Runge-Kutta法在瞬态温度场的应用

Application of Runge-Kutta method in the transient temperature field

对瞬态温度场求解常用差分法,但差分法会随着迭代过程而出现震荡,精度下降,效率不高,而Runge-Kutta法是一种特殊的单步法,精度高,效率高,广泛应用于求解常微分问题。用MATLAB对瞬态温度场分布问题求解的Crank-Nicholson法和Runge-Kutta法进行编程及实现,通过结果对比发现,Runge-Kutta法的计算精度不仅比CrankNicholson法高,且模拟效率也较后者的有显著提高,其中模拟效率提高幅度最大,达到35%。

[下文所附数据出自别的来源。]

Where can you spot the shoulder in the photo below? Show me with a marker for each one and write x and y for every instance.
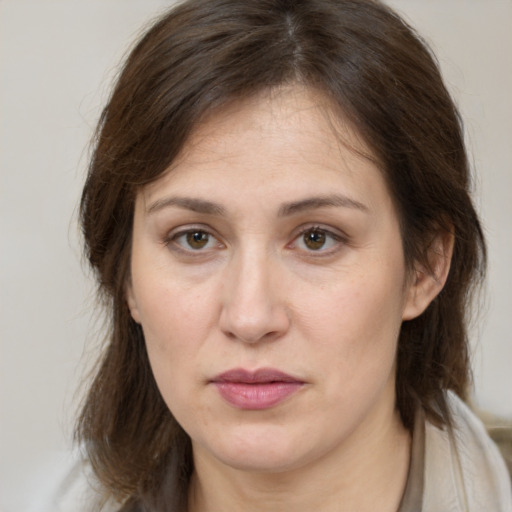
(463, 468)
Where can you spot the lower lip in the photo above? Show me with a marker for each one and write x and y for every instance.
(256, 396)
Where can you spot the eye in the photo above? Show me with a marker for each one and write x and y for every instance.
(194, 240)
(316, 239)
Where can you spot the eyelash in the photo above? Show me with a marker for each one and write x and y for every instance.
(336, 240)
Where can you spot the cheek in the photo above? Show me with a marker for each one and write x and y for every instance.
(355, 323)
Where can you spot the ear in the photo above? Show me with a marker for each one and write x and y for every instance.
(132, 303)
(427, 282)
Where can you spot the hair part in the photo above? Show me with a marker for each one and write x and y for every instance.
(202, 54)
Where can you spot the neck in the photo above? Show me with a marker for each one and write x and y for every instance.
(367, 473)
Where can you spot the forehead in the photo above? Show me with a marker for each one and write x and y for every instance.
(291, 138)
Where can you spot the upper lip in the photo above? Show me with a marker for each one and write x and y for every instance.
(260, 376)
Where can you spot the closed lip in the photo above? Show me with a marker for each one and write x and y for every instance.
(256, 390)
(259, 376)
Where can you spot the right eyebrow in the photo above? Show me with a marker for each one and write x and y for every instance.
(187, 203)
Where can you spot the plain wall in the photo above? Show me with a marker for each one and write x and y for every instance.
(57, 60)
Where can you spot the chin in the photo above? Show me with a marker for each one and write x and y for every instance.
(264, 452)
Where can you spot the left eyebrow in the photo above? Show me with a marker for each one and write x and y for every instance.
(312, 203)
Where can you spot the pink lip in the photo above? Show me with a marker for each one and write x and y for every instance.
(261, 389)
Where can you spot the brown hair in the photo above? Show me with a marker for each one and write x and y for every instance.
(200, 55)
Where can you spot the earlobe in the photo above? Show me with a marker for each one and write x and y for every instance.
(428, 281)
(132, 303)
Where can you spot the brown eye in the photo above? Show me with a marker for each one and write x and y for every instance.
(197, 239)
(314, 239)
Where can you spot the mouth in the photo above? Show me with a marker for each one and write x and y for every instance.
(256, 390)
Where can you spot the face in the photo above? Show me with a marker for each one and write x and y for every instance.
(268, 276)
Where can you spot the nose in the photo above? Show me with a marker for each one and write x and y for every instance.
(253, 308)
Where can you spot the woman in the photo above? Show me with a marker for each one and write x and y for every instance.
(277, 210)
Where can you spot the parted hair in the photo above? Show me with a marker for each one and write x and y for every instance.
(374, 70)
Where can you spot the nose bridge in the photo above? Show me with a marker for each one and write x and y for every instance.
(252, 308)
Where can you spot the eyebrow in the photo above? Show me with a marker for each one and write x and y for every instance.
(312, 203)
(210, 208)
(187, 203)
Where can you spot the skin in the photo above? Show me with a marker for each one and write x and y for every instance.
(252, 293)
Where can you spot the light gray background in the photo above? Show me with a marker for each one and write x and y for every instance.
(57, 60)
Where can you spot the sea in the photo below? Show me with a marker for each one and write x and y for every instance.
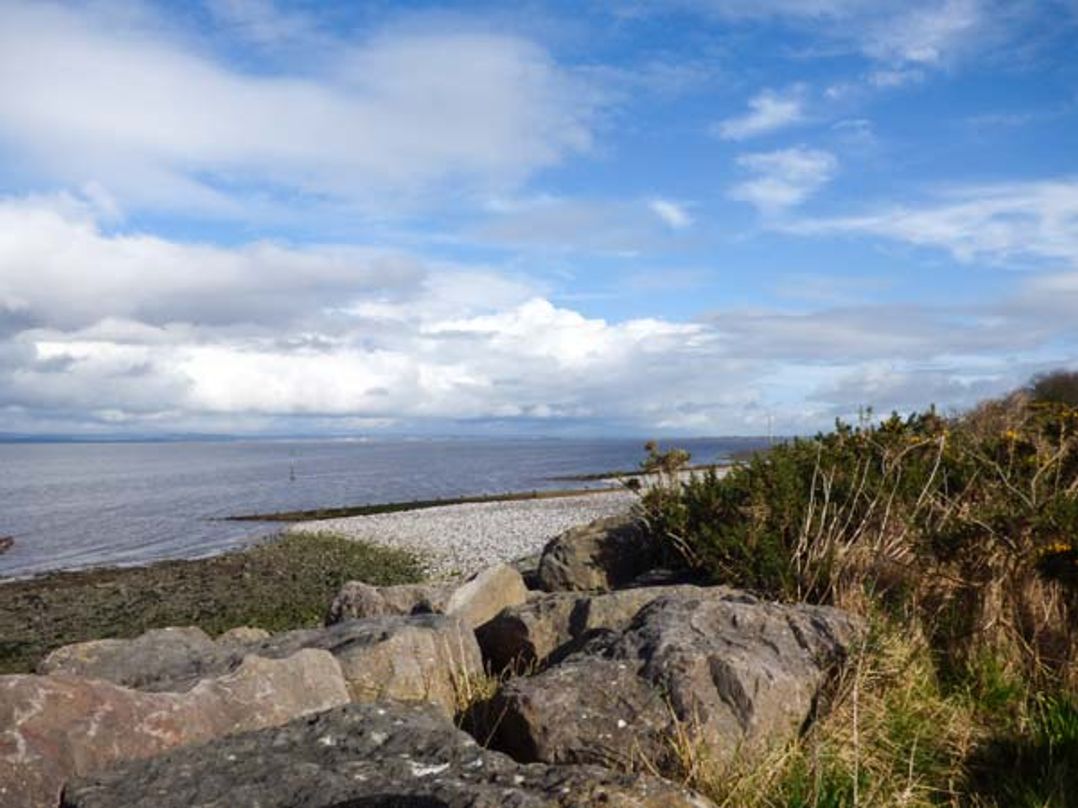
(71, 505)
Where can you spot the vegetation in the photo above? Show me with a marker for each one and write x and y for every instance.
(957, 540)
(277, 585)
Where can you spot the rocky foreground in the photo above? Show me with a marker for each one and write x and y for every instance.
(603, 659)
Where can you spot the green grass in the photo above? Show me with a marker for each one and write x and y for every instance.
(957, 539)
(277, 585)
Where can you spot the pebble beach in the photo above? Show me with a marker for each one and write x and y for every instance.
(461, 540)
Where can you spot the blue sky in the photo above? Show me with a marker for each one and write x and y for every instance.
(698, 217)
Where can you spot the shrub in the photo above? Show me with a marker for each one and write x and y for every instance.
(1059, 387)
(967, 525)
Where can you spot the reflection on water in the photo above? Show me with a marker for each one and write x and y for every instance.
(82, 504)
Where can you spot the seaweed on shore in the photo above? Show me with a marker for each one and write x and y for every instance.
(277, 585)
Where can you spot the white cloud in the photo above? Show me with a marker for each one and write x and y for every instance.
(332, 337)
(925, 35)
(999, 223)
(894, 32)
(262, 22)
(785, 178)
(580, 224)
(58, 268)
(768, 112)
(672, 213)
(390, 120)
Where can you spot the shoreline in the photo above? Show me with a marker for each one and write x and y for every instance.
(318, 514)
(459, 540)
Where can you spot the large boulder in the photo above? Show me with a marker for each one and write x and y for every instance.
(414, 657)
(550, 626)
(154, 660)
(424, 657)
(600, 556)
(736, 672)
(363, 755)
(481, 598)
(55, 727)
(358, 599)
(475, 601)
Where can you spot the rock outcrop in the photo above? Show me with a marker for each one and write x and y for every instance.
(160, 659)
(357, 600)
(417, 657)
(550, 626)
(475, 601)
(738, 672)
(597, 557)
(363, 755)
(54, 727)
(423, 657)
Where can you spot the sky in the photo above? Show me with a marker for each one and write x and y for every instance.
(637, 218)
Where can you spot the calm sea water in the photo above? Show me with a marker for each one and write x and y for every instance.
(72, 505)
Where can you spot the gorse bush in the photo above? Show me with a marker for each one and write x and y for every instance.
(1060, 387)
(956, 538)
(967, 525)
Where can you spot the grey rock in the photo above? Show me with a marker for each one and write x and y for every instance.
(604, 555)
(154, 660)
(482, 597)
(474, 601)
(424, 657)
(528, 567)
(406, 657)
(357, 600)
(242, 635)
(550, 626)
(736, 672)
(363, 756)
(54, 727)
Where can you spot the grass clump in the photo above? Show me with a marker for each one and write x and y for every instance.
(957, 539)
(276, 585)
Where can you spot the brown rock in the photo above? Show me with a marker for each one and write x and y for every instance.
(54, 727)
(372, 755)
(423, 657)
(475, 601)
(155, 660)
(604, 555)
(357, 600)
(551, 625)
(740, 672)
(482, 597)
(242, 636)
(405, 657)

The difference method is commonly used to solve transient temperature field,but the difference method will oscillate with the iteration process,the accuracy will decrease,and the efficiency is not high.Runge-Kutta method is a special one-step method with high accuracy and efficiency,which is widely used to solve ordinary differential problems.In this paper,the rank-Nicholson method and Runge-Kutta method for solving the transient temperature field distribution problem are programmed and realized by using MATLAB.By comparing the results,it is found that the calculation accuracy of Runge-Kutta method is not only higher than Crank-Nicholson method,but also the simulation efficiency is significantly higher than that of Crank-Nicholson method.Among them,the simulation efficiency is improved by the largest margin,reaching 35%.